„Wir Schiedsrichter sind ein Teil des Sports“

07.05.2023
Jahr des Schiedsrichters

Schiri-Chef Thorsten Braun im Interview

 
Der Südwestdeutsche Fußballverband ist mal wieder ein Vorreiter gewesen. 2013 hatten die Südwestler das Jahr des Schiedsrichters ausgerufen. Exakt zehn Jahre später nimmt der Deutsche Fußball-Bund den Ball auf und hat ebenfalls den Fokus auf die Unparteiischen gerichtet. Zum Auftakt des Aktionsjahres sprachen wir mit dem Verbandsobmann Thorsten Braun. Der 39-jährige Lehrer aus Maikammer ist seit 2019 der Chef der SWFV-Schiedsrichter.

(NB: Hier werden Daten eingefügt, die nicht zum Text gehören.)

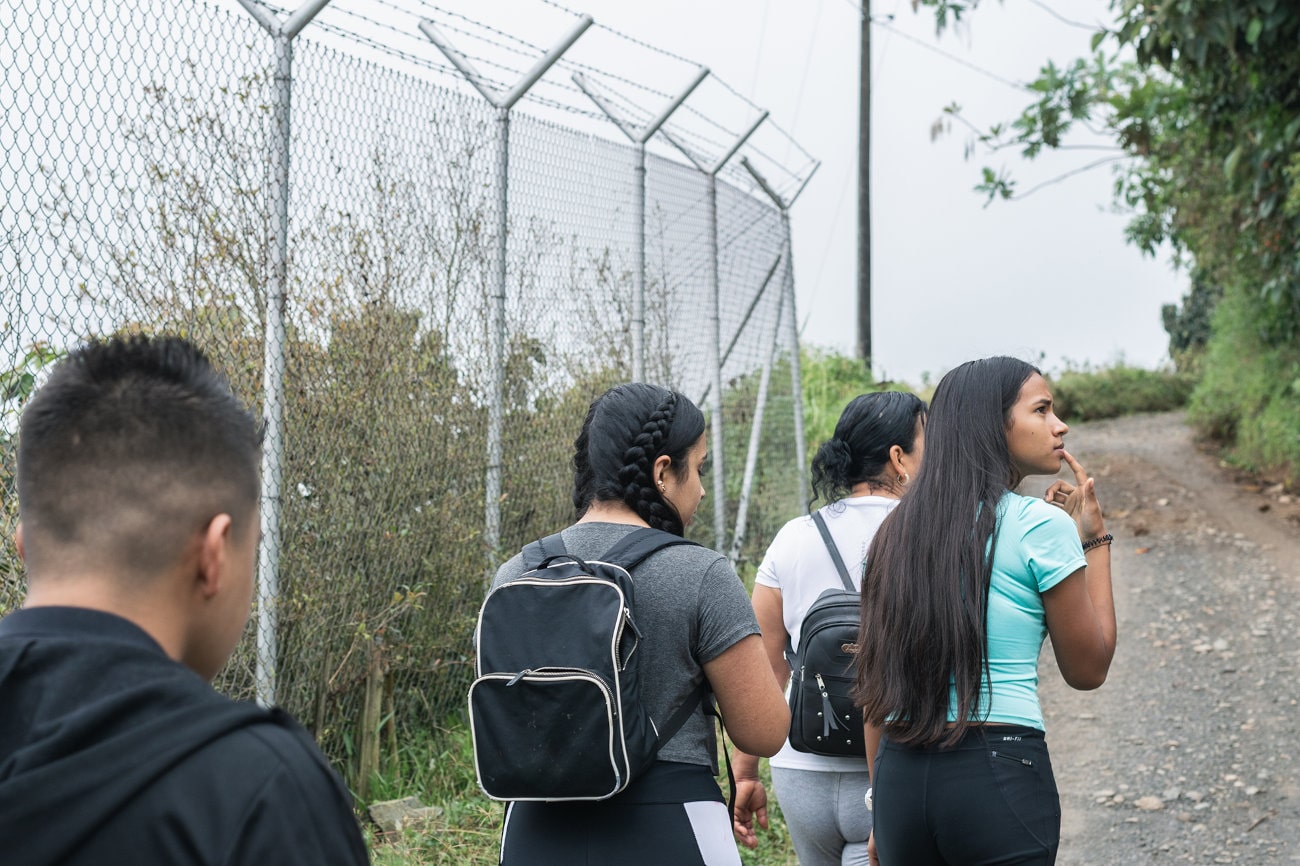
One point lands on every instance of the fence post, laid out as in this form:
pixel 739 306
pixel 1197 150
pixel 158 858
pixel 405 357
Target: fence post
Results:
pixel 755 433
pixel 640 135
pixel 502 102
pixel 784 204
pixel 273 343
pixel 715 321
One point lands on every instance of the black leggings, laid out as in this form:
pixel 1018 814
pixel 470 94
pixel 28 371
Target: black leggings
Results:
pixel 671 814
pixel 988 801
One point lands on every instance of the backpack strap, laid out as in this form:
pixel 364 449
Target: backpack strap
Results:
pixel 632 549
pixel 679 718
pixel 544 549
pixel 835 554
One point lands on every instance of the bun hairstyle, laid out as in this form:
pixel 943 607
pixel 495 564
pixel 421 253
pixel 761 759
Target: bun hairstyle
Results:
pixel 625 431
pixel 869 427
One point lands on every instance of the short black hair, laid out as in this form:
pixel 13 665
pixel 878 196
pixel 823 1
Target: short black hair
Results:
pixel 131 446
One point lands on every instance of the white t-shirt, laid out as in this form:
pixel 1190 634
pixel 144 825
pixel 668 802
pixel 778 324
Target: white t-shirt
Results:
pixel 800 567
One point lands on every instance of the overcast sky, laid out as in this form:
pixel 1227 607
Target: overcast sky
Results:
pixel 952 280
pixel 1048 278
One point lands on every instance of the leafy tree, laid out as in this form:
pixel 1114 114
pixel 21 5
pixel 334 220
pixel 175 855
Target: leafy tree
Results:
pixel 1204 100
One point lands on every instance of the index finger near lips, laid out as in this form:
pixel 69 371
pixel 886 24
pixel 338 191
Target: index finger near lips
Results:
pixel 1079 473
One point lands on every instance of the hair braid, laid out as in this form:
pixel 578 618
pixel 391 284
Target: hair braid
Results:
pixel 637 475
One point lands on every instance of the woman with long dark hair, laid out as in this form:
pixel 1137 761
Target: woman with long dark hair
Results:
pixel 963 581
pixel 638 462
pixel 859 473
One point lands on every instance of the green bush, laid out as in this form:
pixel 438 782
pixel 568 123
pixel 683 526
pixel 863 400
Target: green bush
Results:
pixel 1088 394
pixel 1248 398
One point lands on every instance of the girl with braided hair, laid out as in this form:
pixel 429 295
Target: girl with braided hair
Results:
pixel 638 462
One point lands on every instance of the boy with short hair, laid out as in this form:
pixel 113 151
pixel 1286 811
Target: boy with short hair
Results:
pixel 139 527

Herr Braun, warum benötigen die Schiedsrichter ein ihnen gewidmetes Jahr?

Aufgrund von zwei Aspekten. Zum einen haben wir ein Riesen-Nachwuchs-Problem und deshalb viel zu wenig Schiedsrichter. Zum anderen soll auf die negativen Begleiterscheinungen hingewiesen werden, die es für uns Schiedsrichter immer mal wieder zu ertragen gibt. Ich sehe aber noch einen anderen Punkt: Ich denke, wir sollten allen vermitteln, was es für ein tolles Hobby ist, Schiedsrichter zu sein.

Was sind die konkreten Ziele im Jahr des Schiedsrichters?

Natürlich Werbung zu machen für die Aufgabe des Schiedsrichters. Interessierten zu vermitteln, dass ihnen das Schiedsrichter-Amt sehr viel bringt, beispielsweise in der Persönlichkeitsentwicklung. Ein Schiedsrichter muss innerhalb weniger Sekunden Entscheidungen treffen und diese dann auch noch verteidigen. Das fördert ohne Frage die Persönlichkeit und hilft sicher auch im Beruf und im Privatleben weiter. Ich erhoffe mir von der Aktion aber auch, dass sich das Bild des Schiedsrichters in der Öffentlichkeit verbessert. Deshalb gefällt mir auch das Motto der Aktion sehr gut: Liebe den Sport, leite das Spiel. Das trifft es sehr gut, denn wir Schiedsrichter sind ein Teil des Sports, quasi die dritte Mannschaft. Alle wünschen sich Schiedsrichter, ohne die es ja auch gar nicht geht, und dann sollten wir auch wie Wunschlösungen behandelt werden.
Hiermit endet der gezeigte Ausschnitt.